Ecological Importance of Natural Shorelines and Proper Shoreline Stabilization

Printable version of this web page (PDF) (232 KB)
Printable brochure on Shoreline Stabilization (PDF) (341 KB)

This information was developed to increase awareness of the ecological importance of natural shorelines, and to promote more enlightened approaches to shoreline stabilization. By protecting the natural shoreline, you can help protect the key functions and values provided by this essential ecological transition zone. Additional information on shoreline protection may be found using the links in the right column.

Natural Shorelines

Natural shorelines are the undeveloped fringe areas along the edge of a waterbody, which connect the shallow aquatic portion of the waterbody with adjacent upland. These riparian areas provide important environmental functions, such as regulating water quality (including temperature, clarity, nutrients, and contaminants) and sustaining critical habitat for a variety of aquatic and terrestrial organisms (including invertebrates, fish, amphibians, reptiles, shorebirds and waterfowl, and mammals).

diagram of a natural shoreline with plenty of animals and plants

Changes or disruptions to riparian areas can threaten the survival of species that rely on this kind of habitat during their various life stages.

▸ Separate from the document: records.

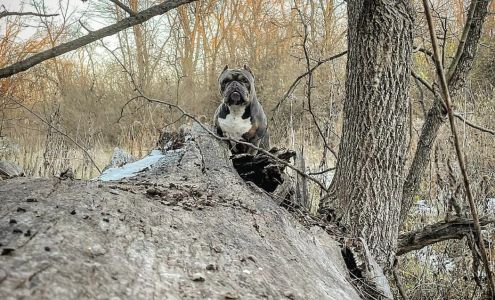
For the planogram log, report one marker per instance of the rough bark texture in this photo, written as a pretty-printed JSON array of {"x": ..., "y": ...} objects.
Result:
[
  {"x": 438, "y": 232},
  {"x": 188, "y": 228},
  {"x": 437, "y": 114},
  {"x": 367, "y": 186}
]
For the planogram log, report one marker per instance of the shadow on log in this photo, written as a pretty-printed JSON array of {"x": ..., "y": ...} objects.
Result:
[
  {"x": 185, "y": 227},
  {"x": 262, "y": 169}
]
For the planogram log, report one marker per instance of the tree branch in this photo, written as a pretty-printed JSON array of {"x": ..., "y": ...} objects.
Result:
[
  {"x": 138, "y": 18},
  {"x": 464, "y": 58},
  {"x": 462, "y": 165},
  {"x": 5, "y": 13},
  {"x": 438, "y": 232},
  {"x": 124, "y": 7},
  {"x": 296, "y": 82},
  {"x": 457, "y": 115}
]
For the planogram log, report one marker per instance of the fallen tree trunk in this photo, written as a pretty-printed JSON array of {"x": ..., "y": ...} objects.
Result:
[
  {"x": 188, "y": 227},
  {"x": 438, "y": 232}
]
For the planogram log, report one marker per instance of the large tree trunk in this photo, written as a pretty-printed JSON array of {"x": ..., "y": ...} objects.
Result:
[
  {"x": 367, "y": 186},
  {"x": 189, "y": 227}
]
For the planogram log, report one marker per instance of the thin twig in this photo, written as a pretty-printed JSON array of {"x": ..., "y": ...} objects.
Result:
[
  {"x": 124, "y": 7},
  {"x": 322, "y": 172},
  {"x": 460, "y": 157},
  {"x": 310, "y": 84},
  {"x": 59, "y": 131},
  {"x": 300, "y": 77},
  {"x": 5, "y": 13},
  {"x": 457, "y": 115},
  {"x": 398, "y": 282}
]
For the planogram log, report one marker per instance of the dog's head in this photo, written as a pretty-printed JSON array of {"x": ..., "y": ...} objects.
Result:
[{"x": 237, "y": 86}]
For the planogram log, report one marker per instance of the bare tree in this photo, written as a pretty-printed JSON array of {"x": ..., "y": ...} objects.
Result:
[
  {"x": 136, "y": 19},
  {"x": 367, "y": 187}
]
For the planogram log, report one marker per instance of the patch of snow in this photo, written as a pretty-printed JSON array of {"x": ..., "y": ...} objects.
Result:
[
  {"x": 132, "y": 169},
  {"x": 423, "y": 207}
]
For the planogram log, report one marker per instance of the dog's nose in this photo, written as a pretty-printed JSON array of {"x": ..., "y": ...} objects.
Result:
[{"x": 235, "y": 96}]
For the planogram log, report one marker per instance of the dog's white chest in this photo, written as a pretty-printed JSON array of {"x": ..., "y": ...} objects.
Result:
[{"x": 234, "y": 126}]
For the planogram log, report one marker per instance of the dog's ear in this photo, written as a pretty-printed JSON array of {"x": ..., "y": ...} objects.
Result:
[{"x": 247, "y": 68}]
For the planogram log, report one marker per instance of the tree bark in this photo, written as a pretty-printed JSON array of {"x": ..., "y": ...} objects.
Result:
[
  {"x": 437, "y": 114},
  {"x": 367, "y": 186},
  {"x": 189, "y": 227}
]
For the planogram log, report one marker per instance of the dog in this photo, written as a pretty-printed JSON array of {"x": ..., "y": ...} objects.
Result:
[{"x": 240, "y": 116}]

They depend on these areas for breeding, spawning, nesting, feeding, growing and escaping from predators. Protecting such critical habitat is important - especially on lake shores that are experiencing development pressure and on over-developed lake shores that have limited natural shorelines remaining.

Shoreline Erosion

Shoreline erosion is a natural process caused by wind, frost action and gravity, as well as precipitation and wave and ice action. This natural wearing away of soil and rock can result in benefits such as creation and replenishment of natural beaches. However, it can also cause negative effects such as structural damage, degraded water quality and loss of property and habitat.

Human activities, such as those listed below, often contribute to or accelerate the natural shoreline erosion process, exacerbating the negative effects. However, with thought and planning, such activities can be modified to avoid or reduce those effects.

Clearing Natural Vegetation

Often done by landowners to expand views or increase recreational areas, it destroys the roots of plants that provide significant shoreline stabilization.

Construction or Development

When done uphill of a shoreline, it can result in increased stormwater runoff, resulting in increased sediment loads to the water body.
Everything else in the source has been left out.